In contrast, the other research team said that seven stars near the center of this cluster are moving fast enough to orbit a black hole with a mass between 8,200 and 50,000 solar masses.SN: 7/10/24). Astronomers have long sought these intermediate-mass black holes because, if the elusive objects really do exist, they could help explain the evolution of black holes.
In the new work, Bañares-Hernández and his colleagues studied the motions of not only ordinary stars in Omega Centauri, but also five of its millisecond pulsars. Rotating at more than a hundred times per second, a millisecond pulsar fires a radio pulse at us every time the star turns (SN: 22.7.22). If the pulsar is moving towards Earth, each pulse takes less time to reach us.

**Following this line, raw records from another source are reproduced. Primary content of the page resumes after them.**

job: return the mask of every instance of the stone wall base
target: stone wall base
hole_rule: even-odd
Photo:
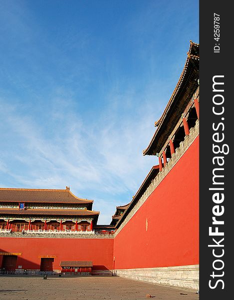
[[[114,270],[117,276],[152,284],[199,289],[199,265]]]

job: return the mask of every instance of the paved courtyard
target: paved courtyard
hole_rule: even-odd
[[[0,300],[197,300],[196,291],[133,281],[115,276],[0,276]],[[186,294],[181,294],[181,293]]]

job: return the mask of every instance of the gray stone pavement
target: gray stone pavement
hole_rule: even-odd
[[[0,276],[0,300],[197,300],[196,290],[178,290],[116,276]],[[181,294],[181,293],[186,294]]]

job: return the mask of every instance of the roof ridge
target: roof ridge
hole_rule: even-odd
[[[59,189],[59,188],[0,188],[0,190],[47,190],[48,192],[54,192],[55,190],[59,190],[60,192],[67,192],[68,190],[66,189]]]
[[[67,190],[67,192],[69,192],[73,197],[74,197],[75,198],[76,198],[77,199],[78,199],[79,200],[84,200],[84,201],[89,201],[89,202],[90,201],[92,202],[93,202],[93,200],[89,200],[88,199],[87,199],[87,198],[86,199],[84,199],[83,198],[79,198],[79,197],[77,197],[77,196],[76,196],[73,193],[72,193],[71,192],[70,190]]]

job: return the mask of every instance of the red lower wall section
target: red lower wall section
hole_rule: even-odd
[[[54,256],[54,270],[61,270],[61,260],[92,260],[92,270],[107,270],[112,269],[113,241],[113,238],[1,238],[0,252],[22,252],[17,256],[16,268],[22,266],[22,269],[39,269],[39,256]]]
[[[115,238],[115,269],[199,264],[199,137]]]

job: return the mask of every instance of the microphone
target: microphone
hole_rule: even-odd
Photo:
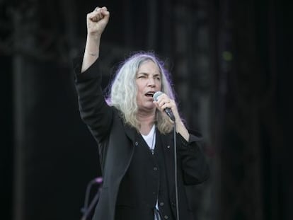
[[[163,93],[161,91],[157,91],[156,92],[154,95],[153,95],[153,98],[155,101],[158,100],[158,98],[159,96],[160,96],[161,95],[162,95]],[[172,112],[172,110],[171,110],[171,108],[166,108],[164,110],[164,112],[166,112],[166,114],[168,115],[168,116],[171,118],[171,120],[173,122],[175,122],[175,117],[174,115]]]

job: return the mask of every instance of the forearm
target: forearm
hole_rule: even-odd
[[[88,69],[98,58],[100,52],[100,35],[88,34],[86,37],[86,48],[81,64],[81,73]]]

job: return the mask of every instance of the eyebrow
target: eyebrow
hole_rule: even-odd
[[[148,74],[148,73],[145,73],[145,72],[140,72],[140,73],[137,73],[137,75],[144,75],[144,76],[149,76],[150,74]],[[161,74],[154,74],[154,76],[160,76],[161,77]]]

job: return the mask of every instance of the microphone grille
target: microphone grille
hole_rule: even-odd
[[[159,96],[160,96],[161,94],[163,94],[163,93],[161,91],[157,91],[156,92],[154,95],[153,95],[153,98],[155,101],[158,100],[158,98]]]

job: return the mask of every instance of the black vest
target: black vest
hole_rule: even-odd
[[[115,220],[154,220],[156,202],[162,219],[175,219],[159,132],[156,135],[154,154],[142,135],[136,136],[134,155],[119,188]]]

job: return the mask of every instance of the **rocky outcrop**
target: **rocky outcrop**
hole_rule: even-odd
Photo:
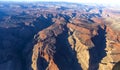
[[[0,3],[0,70],[119,70],[119,12],[75,3]]]

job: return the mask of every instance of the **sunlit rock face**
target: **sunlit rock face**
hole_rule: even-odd
[[[119,70],[119,15],[96,4],[2,2],[0,70]]]

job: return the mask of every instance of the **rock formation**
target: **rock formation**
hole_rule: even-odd
[[[90,4],[2,2],[0,70],[119,70],[119,12]]]

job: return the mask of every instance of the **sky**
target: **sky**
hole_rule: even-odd
[[[62,1],[62,2],[76,2],[76,3],[102,3],[102,4],[120,4],[120,0],[0,0],[0,1]]]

Therefore, the precise timing of these pulses reveals the exact speed and acceleration of the pulsar toward or away from Earth, which helped astronomers determine how the mass is distributed throughout the star cluster.

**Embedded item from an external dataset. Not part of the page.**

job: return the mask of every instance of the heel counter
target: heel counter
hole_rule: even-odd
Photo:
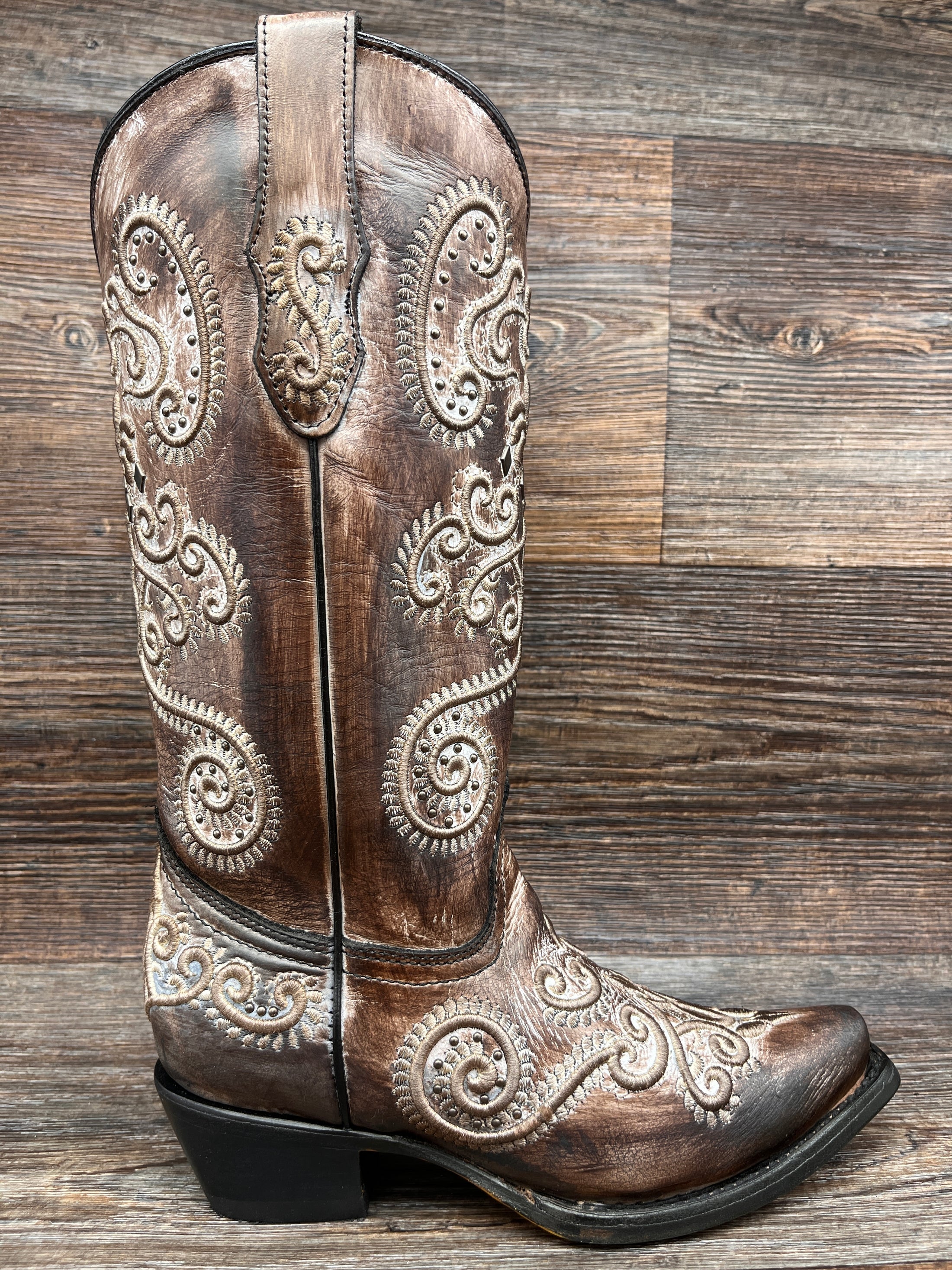
[[[330,951],[283,945],[216,912],[160,852],[143,984],[162,1067],[184,1088],[340,1124]]]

“It’s probably one of the best methods to use because millisecond pulsars are very stable and they give you a very clear signal of what’s going on,” says Simon Portegies Zwart, an astronomer at the Leiden Observatory in the Netherlands. which was not. part of each research team.
The astronomer who led that study declined to comment on the new work until it was accepted for publication, but he stands by his original conclusion. “We think the best explanation for these fast-moving stars being so close to the center of Omega Centauri is that they are bound by an intermediate-mass black hole,” says Maximilian Häberle of the Max Planck Institute for Astronomy at Heidelberg. Germany.
Astronomers unaffiliated with either research team are divided in their verdict. “I don’t think there’s any strong evidence for an intermediate-mass black hole,” says Gerry Gilmore, an astronomer at the University of Cambridge. “In the new study, they did a much better job than anyone before, including the types of [dim] The stellar populations that we really know about are very, very common” in the centers of globular clusters: neutron stars and stellar-mass black holes.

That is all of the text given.